Building an Economy that Works for Everyone

UW’s online early learning degree cheaper, but not better for graduates

john burbank

John Burbank, EOI Executive Director

This spring the University of Washington announced with great fanfare its newest bachelor’s degree program. Joining in the chorus of support for early learning, UW has developed an on-line degree in early childhood education. This will prepare “individuals to work in early learning and child care…”

It seems like a good thing, and one in line with the current promotion of early learning among opinion-leaders, business leaders, and elected officials. We have a state government that espouses the value of high quality early learning, businesses that have gotten together to form the Business Partnership for Early Learning, study tours of early learning practices in other countries, legislators who continually promote early learning, foundations which fund early learning initiatives, and our own state Department of Early Learning. UW’s new degree program fits right in.

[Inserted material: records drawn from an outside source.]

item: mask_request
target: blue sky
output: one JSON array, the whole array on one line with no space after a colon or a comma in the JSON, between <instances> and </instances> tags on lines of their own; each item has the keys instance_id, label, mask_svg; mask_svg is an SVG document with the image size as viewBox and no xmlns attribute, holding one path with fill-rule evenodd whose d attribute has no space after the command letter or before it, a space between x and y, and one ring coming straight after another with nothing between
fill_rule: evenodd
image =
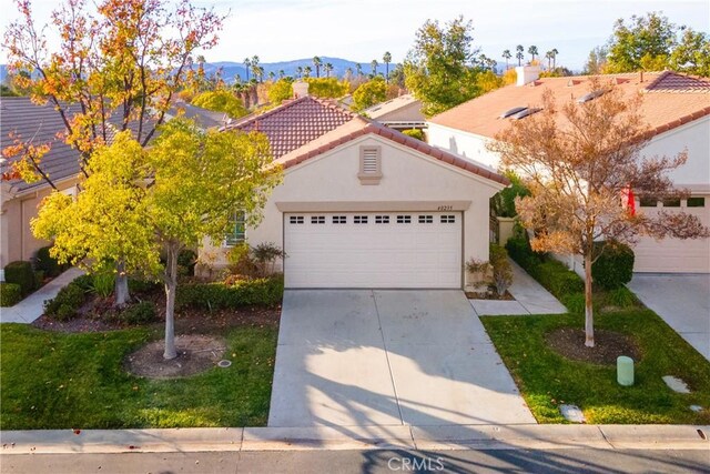
<instances>
[{"instance_id":1,"label":"blue sky","mask_svg":"<svg viewBox=\"0 0 710 474\"><path fill-rule=\"evenodd\" d=\"M504 49L536 44L559 51L558 63L581 69L589 51L606 42L618 18L662 11L678 24L710 31L710 1L639 0L195 0L230 13L207 61L237 61L257 54L262 62L327 56L369 63L385 51L402 61L427 19L458 14L474 23L474 44L499 62ZM38 23L57 1L34 1ZM2 16L3 27L13 18ZM0 62L4 62L4 52Z\"/></svg>"}]
</instances>

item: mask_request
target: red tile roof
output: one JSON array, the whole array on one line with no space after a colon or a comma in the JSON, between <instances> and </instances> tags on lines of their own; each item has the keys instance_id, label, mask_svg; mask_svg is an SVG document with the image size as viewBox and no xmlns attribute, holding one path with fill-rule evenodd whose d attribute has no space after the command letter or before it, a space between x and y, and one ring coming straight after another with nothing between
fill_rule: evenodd
<instances>
[{"instance_id":1,"label":"red tile roof","mask_svg":"<svg viewBox=\"0 0 710 474\"><path fill-rule=\"evenodd\" d=\"M353 120L354 117L337 103L303 97L224 129L264 133L271 143L272 154L277 159Z\"/></svg>"},{"instance_id":2,"label":"red tile roof","mask_svg":"<svg viewBox=\"0 0 710 474\"><path fill-rule=\"evenodd\" d=\"M420 153L428 154L429 157L435 158L439 161L460 168L462 170L466 170L469 173L477 174L497 183L504 185L510 184L507 178L496 173L493 170L489 170L488 168L475 164L469 160L465 160L444 150L434 148L420 140L407 137L404 133L400 133L375 121L367 120L363 117L357 117L355 120L345 123L342 127L333 130L332 132L323 135L320 140L315 140L304 147L301 147L300 149L294 150L287 155L282 157L278 162L283 165L284 169L288 169L368 133L383 137L387 140L392 140L395 143L399 143Z\"/></svg>"},{"instance_id":3,"label":"red tile roof","mask_svg":"<svg viewBox=\"0 0 710 474\"><path fill-rule=\"evenodd\" d=\"M429 122L483 137L495 137L506 129L510 119L500 114L515 107L540 107L542 93L550 90L558 105L577 100L589 92L591 77L542 78L523 85L508 85L469 100ZM676 72L611 74L599 79L616 82L626 97L643 93L640 113L651 129L651 135L710 115L710 79ZM561 109L561 107L560 107Z\"/></svg>"}]
</instances>

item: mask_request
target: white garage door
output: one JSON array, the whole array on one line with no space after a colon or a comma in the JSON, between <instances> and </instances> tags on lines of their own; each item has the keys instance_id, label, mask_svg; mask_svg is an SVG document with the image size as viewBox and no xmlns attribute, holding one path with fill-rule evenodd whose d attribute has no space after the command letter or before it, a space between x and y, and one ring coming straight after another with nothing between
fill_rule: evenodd
<instances>
[{"instance_id":1,"label":"white garage door","mask_svg":"<svg viewBox=\"0 0 710 474\"><path fill-rule=\"evenodd\" d=\"M462 286L460 212L290 213L286 288Z\"/></svg>"},{"instance_id":2,"label":"white garage door","mask_svg":"<svg viewBox=\"0 0 710 474\"><path fill-rule=\"evenodd\" d=\"M691 205L692 204L692 205ZM661 208L641 208L653 215ZM710 226L710 195L694 196L682 202L682 208L670 208L694 214ZM636 272L659 273L710 273L710 239L663 239L641 238L633 248Z\"/></svg>"}]
</instances>

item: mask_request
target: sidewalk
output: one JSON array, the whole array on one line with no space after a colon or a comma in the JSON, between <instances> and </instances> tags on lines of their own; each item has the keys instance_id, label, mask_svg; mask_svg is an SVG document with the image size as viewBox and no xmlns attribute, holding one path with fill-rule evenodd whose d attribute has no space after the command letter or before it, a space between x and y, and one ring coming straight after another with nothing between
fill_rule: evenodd
<instances>
[{"instance_id":1,"label":"sidewalk","mask_svg":"<svg viewBox=\"0 0 710 474\"><path fill-rule=\"evenodd\" d=\"M0 307L0 323L31 323L44 313L44 301L57 296L59 290L83 273L79 269L69 269L14 306Z\"/></svg>"},{"instance_id":2,"label":"sidewalk","mask_svg":"<svg viewBox=\"0 0 710 474\"><path fill-rule=\"evenodd\" d=\"M565 314L567 309L557 301L520 265L508 259L513 266L513 284L508 289L515 301L470 300L479 316L516 314Z\"/></svg>"},{"instance_id":3,"label":"sidewalk","mask_svg":"<svg viewBox=\"0 0 710 474\"><path fill-rule=\"evenodd\" d=\"M710 450L710 426L453 425L6 431L2 454L306 450Z\"/></svg>"}]
</instances>

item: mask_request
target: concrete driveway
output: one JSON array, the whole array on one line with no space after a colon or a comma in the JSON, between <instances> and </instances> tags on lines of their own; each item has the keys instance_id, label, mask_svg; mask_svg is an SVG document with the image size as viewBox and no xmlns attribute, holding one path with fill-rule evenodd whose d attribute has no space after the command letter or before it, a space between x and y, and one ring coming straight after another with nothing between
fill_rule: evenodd
<instances>
[{"instance_id":1,"label":"concrete driveway","mask_svg":"<svg viewBox=\"0 0 710 474\"><path fill-rule=\"evenodd\" d=\"M635 273L628 286L710 361L710 275Z\"/></svg>"},{"instance_id":2,"label":"concrete driveway","mask_svg":"<svg viewBox=\"0 0 710 474\"><path fill-rule=\"evenodd\" d=\"M270 426L535 423L460 291L286 291Z\"/></svg>"}]
</instances>

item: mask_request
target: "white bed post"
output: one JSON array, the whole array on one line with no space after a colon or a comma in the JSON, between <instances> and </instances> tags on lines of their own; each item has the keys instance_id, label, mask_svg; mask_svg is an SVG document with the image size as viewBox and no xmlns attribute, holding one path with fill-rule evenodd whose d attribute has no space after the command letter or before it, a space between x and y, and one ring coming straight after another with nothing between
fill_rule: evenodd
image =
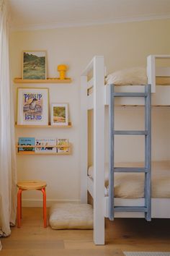
<instances>
[{"instance_id":1,"label":"white bed post","mask_svg":"<svg viewBox=\"0 0 170 256\"><path fill-rule=\"evenodd\" d=\"M81 77L81 202L87 202L87 76Z\"/></svg>"},{"instance_id":2,"label":"white bed post","mask_svg":"<svg viewBox=\"0 0 170 256\"><path fill-rule=\"evenodd\" d=\"M94 58L94 240L104 244L104 65Z\"/></svg>"},{"instance_id":3,"label":"white bed post","mask_svg":"<svg viewBox=\"0 0 170 256\"><path fill-rule=\"evenodd\" d=\"M156 93L156 64L154 55L149 55L147 57L147 77L148 84L151 85L151 93Z\"/></svg>"}]
</instances>

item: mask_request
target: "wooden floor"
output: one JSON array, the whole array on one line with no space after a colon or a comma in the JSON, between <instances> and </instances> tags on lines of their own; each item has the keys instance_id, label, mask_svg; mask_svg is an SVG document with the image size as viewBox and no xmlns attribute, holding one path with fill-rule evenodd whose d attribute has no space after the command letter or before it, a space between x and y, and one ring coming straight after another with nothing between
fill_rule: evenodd
<instances>
[{"instance_id":1,"label":"wooden floor","mask_svg":"<svg viewBox=\"0 0 170 256\"><path fill-rule=\"evenodd\" d=\"M91 230L43 228L41 208L24 208L21 229L2 238L1 256L120 256L123 251L170 252L170 219L106 220L106 245L95 246Z\"/></svg>"}]
</instances>

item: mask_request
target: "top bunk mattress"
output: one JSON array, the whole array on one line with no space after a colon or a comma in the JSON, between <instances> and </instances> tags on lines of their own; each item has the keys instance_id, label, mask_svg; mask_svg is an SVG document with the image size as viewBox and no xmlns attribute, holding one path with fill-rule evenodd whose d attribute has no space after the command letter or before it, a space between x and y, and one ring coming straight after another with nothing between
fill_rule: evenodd
<instances>
[{"instance_id":1,"label":"top bunk mattress","mask_svg":"<svg viewBox=\"0 0 170 256\"><path fill-rule=\"evenodd\" d=\"M116 167L141 167L142 163L117 163ZM93 179L94 168L90 166L88 175ZM115 173L115 197L143 198L144 197L144 174ZM105 164L105 196L108 196L109 166ZM151 170L152 198L170 198L170 161L152 163Z\"/></svg>"}]
</instances>

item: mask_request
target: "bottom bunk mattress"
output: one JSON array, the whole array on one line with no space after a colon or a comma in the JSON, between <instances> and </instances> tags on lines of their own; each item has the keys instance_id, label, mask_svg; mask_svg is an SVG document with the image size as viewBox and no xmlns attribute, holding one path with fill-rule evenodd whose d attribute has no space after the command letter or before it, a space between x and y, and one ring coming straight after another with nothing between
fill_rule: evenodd
<instances>
[{"instance_id":1,"label":"bottom bunk mattress","mask_svg":"<svg viewBox=\"0 0 170 256\"><path fill-rule=\"evenodd\" d=\"M142 167L142 163L117 163L115 167ZM93 166L88 170L89 178L94 178ZM144 197L145 174L115 173L115 197L143 198ZM109 165L105 163L105 196L108 196ZM152 198L170 198L170 161L156 161L151 167L151 197Z\"/></svg>"}]
</instances>

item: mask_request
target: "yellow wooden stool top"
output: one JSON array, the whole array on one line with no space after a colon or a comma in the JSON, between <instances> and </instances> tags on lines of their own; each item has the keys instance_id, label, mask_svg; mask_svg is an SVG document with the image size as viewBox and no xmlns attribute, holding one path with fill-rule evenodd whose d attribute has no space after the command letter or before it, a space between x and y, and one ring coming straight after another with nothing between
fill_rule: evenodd
<instances>
[{"instance_id":1,"label":"yellow wooden stool top","mask_svg":"<svg viewBox=\"0 0 170 256\"><path fill-rule=\"evenodd\" d=\"M22 181L17 182L17 186L24 190L36 190L45 188L47 183L43 181Z\"/></svg>"}]
</instances>

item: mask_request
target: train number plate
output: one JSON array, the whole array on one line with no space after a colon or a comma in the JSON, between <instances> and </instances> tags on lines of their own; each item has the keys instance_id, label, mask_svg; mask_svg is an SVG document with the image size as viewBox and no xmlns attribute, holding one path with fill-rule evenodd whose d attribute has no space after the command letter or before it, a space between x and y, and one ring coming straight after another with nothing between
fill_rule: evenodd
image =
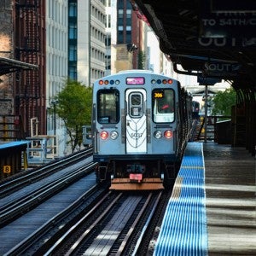
<instances>
[{"instance_id":1,"label":"train number plate","mask_svg":"<svg viewBox=\"0 0 256 256\"><path fill-rule=\"evenodd\" d=\"M140 183L143 180L143 174L142 173L131 173L130 180L133 181L133 182Z\"/></svg>"}]
</instances>

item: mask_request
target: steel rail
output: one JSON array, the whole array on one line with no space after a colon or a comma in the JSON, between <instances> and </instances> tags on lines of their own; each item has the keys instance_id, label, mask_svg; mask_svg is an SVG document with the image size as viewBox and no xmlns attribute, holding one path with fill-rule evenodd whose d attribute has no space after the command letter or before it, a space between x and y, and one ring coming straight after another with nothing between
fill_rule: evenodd
<instances>
[{"instance_id":1,"label":"steel rail","mask_svg":"<svg viewBox=\"0 0 256 256\"><path fill-rule=\"evenodd\" d=\"M13 177L11 180L3 181L2 183L0 183L0 198L3 198L7 195L13 193L17 189L20 189L20 187L24 187L29 183L38 181L55 172L59 171L60 168L73 165L73 163L79 161L82 158L84 158L84 156L88 157L91 154L92 148L87 148L86 150L79 151L77 154L50 162L42 167L32 171L25 171L24 173L20 172L19 177Z\"/></svg>"},{"instance_id":2,"label":"steel rail","mask_svg":"<svg viewBox=\"0 0 256 256\"><path fill-rule=\"evenodd\" d=\"M50 195L60 191L81 176L88 174L94 170L96 166L96 163L90 162L79 168L75 172L72 172L69 175L60 177L58 180L53 181L36 191L32 191L32 193L25 195L15 203L10 202L0 211L0 226L6 224L9 221L14 219L23 212L38 206L43 201L49 198Z\"/></svg>"}]
</instances>

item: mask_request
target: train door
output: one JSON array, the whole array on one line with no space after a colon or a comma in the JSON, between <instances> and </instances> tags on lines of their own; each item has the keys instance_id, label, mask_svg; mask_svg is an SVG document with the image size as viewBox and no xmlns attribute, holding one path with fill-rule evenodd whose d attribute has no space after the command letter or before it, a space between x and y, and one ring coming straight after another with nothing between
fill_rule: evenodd
<instances>
[{"instance_id":1,"label":"train door","mask_svg":"<svg viewBox=\"0 0 256 256\"><path fill-rule=\"evenodd\" d=\"M126 102L126 153L147 153L146 90L129 89Z\"/></svg>"}]
</instances>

And yet, there is something fishy about the entire promotion. First of all, it is almost entirely on-line. That means not much personal professor/student interaction.  Is that the sort of practice we want the graduates of this program to emulate when they are teaching and caring for young children? Do we want young kids immersed in the real world, with real people, real frustrations, real problems with working out whose turn it is, and real triumphs when you build a sand castle, or do we want these kids to be participants in the virtual world…. Because that is where this pedagogy is going – away from actual teachers and professors and into video screens. If we don’t want that to happen, then why are we using virtual teaching for an undergraduate degree? Shouldn’t we practice what we preach?

The main reason I can figure out why the focus is on-line education is because it is cheaper. Note, not better, not more rigorous, not more creative, nor more demanding. Just cheaper. How cheap? $7,000 a year and geared to track upward each year. Think about that. $7,000 was what tuition was for all students just four years ago. So what is being trumpeted now for early learning degrees is more expensive than tuition students paid for any degree in 2007-08.

Now compare that $7,000 a year to the typical early learning teacher’s salary of less than $23,000. This is a two-year program, so that’s a bill for $14,000. All at once, tuition (not including fees, or room and board), is close to two-thirds of a teachers’ annual compensation.

What’s more, no public funds are being used to support this program, unlike other undergraduate majors. So corporations cheer for early learning, but they don’t want to sacrifice their tax loopholes to fund it. We have a state government that has set up a superstructure for early learning, through the Department of Early Learning. But the state isn’t contributing one penny to fund these BA’s for early learning. What early learning teachers and caregivers, and the kids for whom they care, and the families of these kids, what all these people get is a rhetorical pat-on-the-back for high quality early learning, as if you can achieve it by charging high and increasing tuition to students who will become early learning teachers, who will earn their way into poverty.

No public funding, lousy wages, high tuition, no career ladder, falling compensation, no future. That’s the back story to the new degree at the UW for early learning. Don’t be fooled.